Ph.D., University of California, Berkeley

Research Interests:
Space plasma physics; physics of magnetospheres, aurora, and early solar system formation.

Over 99 percent of the observable universe is in the plasma state, where all matter is hot ionized gas, and collective, electrodynamic processes dominate the dynamics of their motion. Although the physics of plasma fusion is very similar, the only chance to study directly the physics of low-density, astrophysical plasmas and how they interact with ambient magnetic fields, is via spacecraft flown into the neighborhood of the Earth, around planets, and in the local interplanetary medium. The Experimental Space Physics Group focuses on construction and analysis of instruments to measure the properties of both particles and fields in these regions.

Our group is providing an array of instruments in the large NASA program called the International Solar-Terrestrial Physics Program, including particle spectrometers far out into the solar wind, upstream of the Earth's magnetic cavity (or "magnetosphere"), around the moon, and possibly to a nearby comet; an array of spectrometers over the pole of the Earth investigating the acceleration of plasma in the aurora (the processes all thought to be the same as those in solar flares or in active stellar systems and galaxies); and a set of innovative sensors for determining the electric and magnetic fields in space using test electron beams on a joint program with NASA and the European Space Agency called Cluster, involving four identical spacecraft.

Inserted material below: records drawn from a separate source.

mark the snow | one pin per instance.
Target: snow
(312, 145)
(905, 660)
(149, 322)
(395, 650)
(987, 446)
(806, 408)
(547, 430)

However, our sounding rocket program is where students learn the fundamentals of the space business: designing their own experimental instruments, supervising the construction and testing, participating in the launch campaign, and finally analyzing the data to contribute a new scientific result. One such result is the figure that shows ionization produced in an "active" experiment in the ionosphere where we sought to re-create plasma conditions in the early solar system where plasma physics might have a significant impact on how the planets evolved. Thus, we can study not only how plasmas work in their natural space environment, but also how they may act in far away places and at very different times.